Another interesting question one often hears is, ‘आप कहाँ के ठहरे ? (Where are you from?’, or more accurately where did you stop?”. It carries a shift in perspective. One is not defined by origins, but by where one has chosen to pause, to stay, to belong. Perhaps it, too, comes from the old patterns of migration, when people moved in search of work and a place became home not by birth, but by settling into it. To have ‘ठहरे (stopped)’ somewhere was to have accepted it, and in time, to have been accepted in return. I have come to like this way of asking. It now feels less like an inquiry into the past and more like a recognition of the present. And having found my own quiet corner in these hills, I sometimes think that, in years to come, I too might answer with a certain contentment, that I stopped here. I have often felt that the villagers here belong to the region. I have noticed in young generation that goes out to the cities to work and often say ‘पहाड़ अपना सा लगता है (the hills feel like our own)’. It carries a deep affection, as though the mountain is a companion, an old friend who has watched over generations.

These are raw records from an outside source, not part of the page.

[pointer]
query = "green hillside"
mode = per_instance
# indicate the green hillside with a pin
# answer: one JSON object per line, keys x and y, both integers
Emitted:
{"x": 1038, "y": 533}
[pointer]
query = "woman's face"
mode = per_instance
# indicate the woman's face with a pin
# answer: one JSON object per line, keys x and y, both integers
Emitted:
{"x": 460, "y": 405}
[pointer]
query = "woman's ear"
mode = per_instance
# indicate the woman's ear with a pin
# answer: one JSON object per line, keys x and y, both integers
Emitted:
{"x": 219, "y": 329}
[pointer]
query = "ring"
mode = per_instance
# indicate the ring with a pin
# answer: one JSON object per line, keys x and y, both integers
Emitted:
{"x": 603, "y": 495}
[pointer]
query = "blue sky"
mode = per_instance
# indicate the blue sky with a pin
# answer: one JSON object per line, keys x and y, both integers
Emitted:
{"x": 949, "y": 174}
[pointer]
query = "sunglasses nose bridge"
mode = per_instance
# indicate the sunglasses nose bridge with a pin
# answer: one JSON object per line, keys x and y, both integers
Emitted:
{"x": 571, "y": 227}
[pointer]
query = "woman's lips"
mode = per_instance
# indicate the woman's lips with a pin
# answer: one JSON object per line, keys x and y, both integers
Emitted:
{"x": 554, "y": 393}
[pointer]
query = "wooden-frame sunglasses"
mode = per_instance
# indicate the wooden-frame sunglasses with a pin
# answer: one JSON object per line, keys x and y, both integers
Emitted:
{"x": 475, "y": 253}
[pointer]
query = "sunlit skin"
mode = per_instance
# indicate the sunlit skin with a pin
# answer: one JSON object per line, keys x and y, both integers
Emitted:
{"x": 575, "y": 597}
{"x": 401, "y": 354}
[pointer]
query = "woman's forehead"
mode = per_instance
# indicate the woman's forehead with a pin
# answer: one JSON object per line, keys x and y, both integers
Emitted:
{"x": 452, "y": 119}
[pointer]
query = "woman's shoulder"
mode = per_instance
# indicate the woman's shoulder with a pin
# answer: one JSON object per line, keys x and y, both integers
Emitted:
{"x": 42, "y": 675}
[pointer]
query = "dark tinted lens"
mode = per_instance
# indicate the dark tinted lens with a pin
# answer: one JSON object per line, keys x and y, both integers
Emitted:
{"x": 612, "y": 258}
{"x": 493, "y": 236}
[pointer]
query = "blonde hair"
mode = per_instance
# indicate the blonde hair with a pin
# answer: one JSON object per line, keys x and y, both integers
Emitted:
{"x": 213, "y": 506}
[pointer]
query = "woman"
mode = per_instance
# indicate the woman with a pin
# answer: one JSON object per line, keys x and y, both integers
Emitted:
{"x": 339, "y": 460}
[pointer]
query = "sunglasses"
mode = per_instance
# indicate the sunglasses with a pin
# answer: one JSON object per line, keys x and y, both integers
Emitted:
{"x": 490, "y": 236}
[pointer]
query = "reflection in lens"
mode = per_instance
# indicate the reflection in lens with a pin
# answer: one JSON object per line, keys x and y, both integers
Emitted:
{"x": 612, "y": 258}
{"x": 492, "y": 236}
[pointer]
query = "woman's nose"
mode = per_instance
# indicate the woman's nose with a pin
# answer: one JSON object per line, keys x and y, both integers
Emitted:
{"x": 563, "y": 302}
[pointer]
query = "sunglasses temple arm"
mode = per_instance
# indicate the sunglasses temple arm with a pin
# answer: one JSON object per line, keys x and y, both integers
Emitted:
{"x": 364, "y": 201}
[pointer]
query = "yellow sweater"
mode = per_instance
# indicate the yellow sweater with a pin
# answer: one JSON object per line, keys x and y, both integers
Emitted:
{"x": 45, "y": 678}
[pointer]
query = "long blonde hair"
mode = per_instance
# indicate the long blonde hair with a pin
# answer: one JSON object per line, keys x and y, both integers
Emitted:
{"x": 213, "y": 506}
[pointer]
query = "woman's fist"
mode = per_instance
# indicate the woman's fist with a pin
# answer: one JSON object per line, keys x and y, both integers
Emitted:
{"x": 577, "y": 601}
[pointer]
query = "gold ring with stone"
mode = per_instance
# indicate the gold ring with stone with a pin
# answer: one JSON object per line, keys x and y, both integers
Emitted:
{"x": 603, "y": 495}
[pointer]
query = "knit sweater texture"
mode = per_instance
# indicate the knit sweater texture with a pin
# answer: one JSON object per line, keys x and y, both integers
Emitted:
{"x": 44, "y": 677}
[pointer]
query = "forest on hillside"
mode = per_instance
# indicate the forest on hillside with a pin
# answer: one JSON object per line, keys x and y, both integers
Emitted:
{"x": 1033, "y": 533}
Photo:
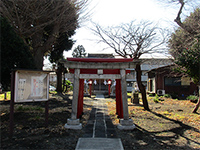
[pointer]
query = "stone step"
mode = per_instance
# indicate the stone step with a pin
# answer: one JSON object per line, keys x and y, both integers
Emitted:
{"x": 99, "y": 144}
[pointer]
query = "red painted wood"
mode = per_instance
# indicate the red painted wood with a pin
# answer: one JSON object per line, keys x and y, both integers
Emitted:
{"x": 118, "y": 93}
{"x": 111, "y": 71}
{"x": 101, "y": 59}
{"x": 80, "y": 98}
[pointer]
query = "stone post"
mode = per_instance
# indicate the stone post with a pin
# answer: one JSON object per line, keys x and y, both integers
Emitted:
{"x": 74, "y": 123}
{"x": 126, "y": 123}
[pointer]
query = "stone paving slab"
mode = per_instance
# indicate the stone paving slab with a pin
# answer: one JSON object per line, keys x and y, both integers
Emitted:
{"x": 99, "y": 144}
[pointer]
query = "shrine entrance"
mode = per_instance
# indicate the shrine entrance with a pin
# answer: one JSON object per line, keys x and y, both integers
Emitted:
{"x": 99, "y": 69}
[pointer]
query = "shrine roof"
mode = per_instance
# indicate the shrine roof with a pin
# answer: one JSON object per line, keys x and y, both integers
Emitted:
{"x": 101, "y": 59}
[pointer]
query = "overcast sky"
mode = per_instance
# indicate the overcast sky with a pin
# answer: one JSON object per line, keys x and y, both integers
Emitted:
{"x": 114, "y": 12}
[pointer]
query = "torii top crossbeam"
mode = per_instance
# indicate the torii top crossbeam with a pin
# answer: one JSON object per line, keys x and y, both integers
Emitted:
{"x": 100, "y": 68}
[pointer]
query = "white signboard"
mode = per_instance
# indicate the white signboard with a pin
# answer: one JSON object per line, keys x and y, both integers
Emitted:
{"x": 31, "y": 86}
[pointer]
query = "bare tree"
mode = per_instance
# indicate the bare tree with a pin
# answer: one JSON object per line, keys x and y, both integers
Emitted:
{"x": 133, "y": 40}
{"x": 40, "y": 22}
{"x": 190, "y": 27}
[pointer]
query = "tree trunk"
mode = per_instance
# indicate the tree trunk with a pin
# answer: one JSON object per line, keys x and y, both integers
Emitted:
{"x": 59, "y": 79}
{"x": 141, "y": 87}
{"x": 198, "y": 103}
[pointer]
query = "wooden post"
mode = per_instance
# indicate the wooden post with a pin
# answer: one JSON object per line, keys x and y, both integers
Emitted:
{"x": 80, "y": 98}
{"x": 124, "y": 94}
{"x": 11, "y": 128}
{"x": 118, "y": 94}
{"x": 75, "y": 94}
{"x": 46, "y": 113}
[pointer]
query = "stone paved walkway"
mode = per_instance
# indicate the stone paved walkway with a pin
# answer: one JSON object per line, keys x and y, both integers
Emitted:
{"x": 99, "y": 131}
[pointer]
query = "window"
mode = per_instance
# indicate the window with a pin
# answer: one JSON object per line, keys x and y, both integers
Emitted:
{"x": 172, "y": 81}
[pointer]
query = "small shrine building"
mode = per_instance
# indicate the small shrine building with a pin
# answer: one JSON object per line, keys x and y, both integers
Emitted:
{"x": 98, "y": 69}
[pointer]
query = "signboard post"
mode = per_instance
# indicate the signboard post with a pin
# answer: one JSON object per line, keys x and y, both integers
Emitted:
{"x": 29, "y": 86}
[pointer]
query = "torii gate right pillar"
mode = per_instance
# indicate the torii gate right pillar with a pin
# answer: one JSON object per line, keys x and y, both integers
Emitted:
{"x": 125, "y": 123}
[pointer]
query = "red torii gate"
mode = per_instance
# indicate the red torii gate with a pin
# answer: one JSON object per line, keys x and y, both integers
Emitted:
{"x": 99, "y": 68}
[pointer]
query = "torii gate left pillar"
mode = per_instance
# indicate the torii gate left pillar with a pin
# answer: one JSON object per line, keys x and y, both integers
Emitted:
{"x": 74, "y": 122}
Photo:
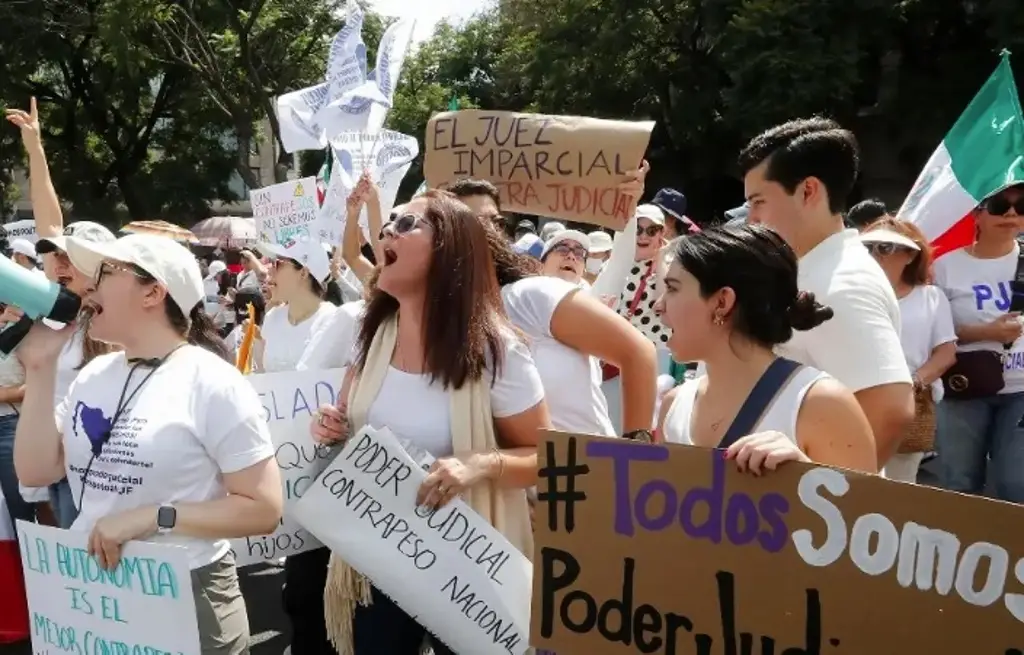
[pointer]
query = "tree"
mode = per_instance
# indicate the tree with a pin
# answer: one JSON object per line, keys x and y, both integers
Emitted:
{"x": 124, "y": 130}
{"x": 245, "y": 53}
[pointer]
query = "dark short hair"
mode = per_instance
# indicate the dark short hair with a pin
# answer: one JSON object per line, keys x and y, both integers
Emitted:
{"x": 865, "y": 212}
{"x": 761, "y": 269}
{"x": 469, "y": 186}
{"x": 807, "y": 147}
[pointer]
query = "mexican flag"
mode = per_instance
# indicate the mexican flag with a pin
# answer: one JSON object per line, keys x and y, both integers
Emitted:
{"x": 982, "y": 155}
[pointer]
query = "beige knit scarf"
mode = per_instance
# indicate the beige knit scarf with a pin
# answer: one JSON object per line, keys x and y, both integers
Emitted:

Even the end of life is spoken of in a manner that feels quite different. When someone passes away, people here often say that the person has ‘निकल गए (exited).’ The first time I heard it, it felt unsettling. I was not used to death being described in such a way, and the word carried a certain abruptness. But with time, it began to reveal a different meaning. In their own unassuming way, the villagers hold an understanding that is both simple and profound. To exit is to step away from this world. It may be an exit from the material world, or from the body itself as spoken of in the Vedas and echoed in the Gita. Or perhaps it is simply a departure from the daily rhythms of life, a release from its burdens, and a journey onwards, wherever that may lead. An exit from the Matrix if you want to term it in that way. In this single word, there is an interesting balance. It does not dwell in death.

Perhaps that is why such expressions feel so rich. They are not imprecise, as one might first think, but quietly philosophical. They remind us that time, after all, is not always meant to be counted. It is simply meant to be lived, and remembered. To be thankful for the past, and to be grounded in the present. I am learning to become more mindful here, even guided by the language spoken around me, to some extent.